A team led by University of Connecticut School of Medicine researchers reports that valeric acid, a substance made by gut bacteria, reduces binge drinking in mice.
Currently, only three FDA-approved drugs are available to treat alcohol use disorder, and they are not particularly effective for most people.
Binge drinking significantly increases the risk of alcohol addiction. In a study published in Microbiome on June 17, a team led by University of Connecticut School of Medicine researchers reports that valeric acid, a substance made by gut bacteria, reduces binge drinking in mice. Their findings open a new avenue in the search for treatments for alcohol abuse.
Binge drinking is a pattern of excessive alcohol consumption in which an individual consumes a large quantity of alcohol in a short period, typically leading to a blood alcohol concentration of 0.08% or higher. According to the National Institute on Alcohol Abuse and Alcoholism, four or five drinks over two hours bring blood alcohol to that level. Studies indicate that one out of three young Europeans and North Americans regularly engages in binge drinking, putting them at increased risk of developing alcohol use disorder and other neuropsychiatric disorders later in life.
Despite the widespread prevalence and adverse consequences of alcohol misuse, effective pharmacological treatments are limited. Currently, only three FDA-approved drugs are available to treat alcohol use disorder, and they are not particularly effective for most people.
UConn School of Medicine microbiome scientist Yanjiao Zhou was intrigued by findings that showed individuals who binge drink often have different patterns of microorganisms in their gut than people who do not binge drink. Their gut microorganisms, referred to as the gut microbiome, also tended to produce a different mix of short-chain fatty acids (SCFAs). SCFAs are produced by the gut microbiome during the fermentation of undigested dietary fibers and proteins. It seemed possible that the mix of SCFAs produced by the gut organisms might be influencing drinking patterns.
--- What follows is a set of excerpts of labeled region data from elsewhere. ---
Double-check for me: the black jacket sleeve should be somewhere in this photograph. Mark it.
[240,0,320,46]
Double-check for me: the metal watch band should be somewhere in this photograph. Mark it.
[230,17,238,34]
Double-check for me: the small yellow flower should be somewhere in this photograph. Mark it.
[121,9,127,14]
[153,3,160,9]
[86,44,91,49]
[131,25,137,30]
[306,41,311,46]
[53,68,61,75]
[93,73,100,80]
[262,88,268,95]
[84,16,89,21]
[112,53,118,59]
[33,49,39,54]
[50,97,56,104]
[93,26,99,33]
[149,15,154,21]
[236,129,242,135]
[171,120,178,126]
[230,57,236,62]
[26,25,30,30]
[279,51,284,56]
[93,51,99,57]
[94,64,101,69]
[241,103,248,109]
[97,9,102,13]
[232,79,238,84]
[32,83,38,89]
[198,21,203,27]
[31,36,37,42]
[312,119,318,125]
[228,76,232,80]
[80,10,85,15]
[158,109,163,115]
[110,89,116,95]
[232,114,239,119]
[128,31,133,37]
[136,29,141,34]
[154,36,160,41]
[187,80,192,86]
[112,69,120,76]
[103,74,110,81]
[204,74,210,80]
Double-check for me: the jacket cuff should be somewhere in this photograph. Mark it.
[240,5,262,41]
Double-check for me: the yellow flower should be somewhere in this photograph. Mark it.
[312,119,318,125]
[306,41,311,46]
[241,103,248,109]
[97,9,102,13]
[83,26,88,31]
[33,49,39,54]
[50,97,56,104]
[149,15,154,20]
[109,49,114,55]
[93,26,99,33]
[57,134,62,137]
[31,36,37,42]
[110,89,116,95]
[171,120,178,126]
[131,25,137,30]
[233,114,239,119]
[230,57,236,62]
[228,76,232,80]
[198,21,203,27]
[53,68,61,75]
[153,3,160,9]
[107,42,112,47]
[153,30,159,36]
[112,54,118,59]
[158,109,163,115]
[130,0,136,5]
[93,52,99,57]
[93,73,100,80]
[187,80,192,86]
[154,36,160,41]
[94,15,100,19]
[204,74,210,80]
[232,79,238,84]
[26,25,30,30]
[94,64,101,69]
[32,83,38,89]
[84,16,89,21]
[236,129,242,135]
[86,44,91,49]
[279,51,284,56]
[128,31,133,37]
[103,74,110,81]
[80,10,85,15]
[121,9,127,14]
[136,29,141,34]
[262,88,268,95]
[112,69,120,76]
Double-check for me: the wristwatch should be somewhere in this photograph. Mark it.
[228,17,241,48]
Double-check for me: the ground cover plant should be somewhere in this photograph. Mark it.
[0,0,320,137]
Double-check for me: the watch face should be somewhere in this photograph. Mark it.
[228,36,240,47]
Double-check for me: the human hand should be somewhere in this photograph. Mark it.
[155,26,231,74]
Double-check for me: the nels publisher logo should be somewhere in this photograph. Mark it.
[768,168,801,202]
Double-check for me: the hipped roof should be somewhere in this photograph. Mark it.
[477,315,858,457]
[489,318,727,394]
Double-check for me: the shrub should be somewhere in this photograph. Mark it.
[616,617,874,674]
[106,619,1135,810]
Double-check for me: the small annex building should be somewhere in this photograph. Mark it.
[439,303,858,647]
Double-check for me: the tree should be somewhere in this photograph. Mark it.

To explore the potential connection between SCFAs and binge drinking, Zhou and her colleagues used a four-day "drinking in the dark" mouse model. This model mimics binge drinking in humans. Mice were given different types of SCFAs with their feed for 10 days. Then the mice were allowed to drink alcohol (20% ethanol mixed with water, the mice don't get cocktails!) at night for some time over four nights. Mice fed valeric acid but not other types of SCFAs drank 40% less alcohol and had blood alcohol levels 53% lower than the other mice. These mice also exhibited reduced anxiety-related behaviors.
"The finding that valeric acid reduces drinking is surprising," says Suresh Bokoliya, a postdoc in the Zhou lab. "Valeric acid is low in concentration in the gut compared to other common SCFAs such as butyrate and acetate."
When the team looked further into how valeric acid reduces drinking, they found mice supplemented with valeric acid had increased levels of GABA, a chemical known for its calming effect, in the amygdala, a brain region associated with mood and addictive behaviors. They also found that genes involved in energy production and anti-inflammatory activities were more active, and genes related to depression were less active.
"Multiple mechanisms are likely at play in how valerate reduces drinking," says Zhou. "But the impact of this microbial metabolite on brain epigenetics can be quite powerful in regulating drinking behaviors."
The Zhou lab worked in close collaboration with Jon Covault from the Alcohol Research Center at UConn, Jason Bubier from The Jackson Laboratory, and Jessica Barson at Drexel University. The researchers are now testing this approach in other mouse models that more closely approximate alcohol addiction to see if valeric acid can effectively treat alcohol dependence in humans.
The study was funded by the National Institute on Alcohol Abuse and Alcoholism.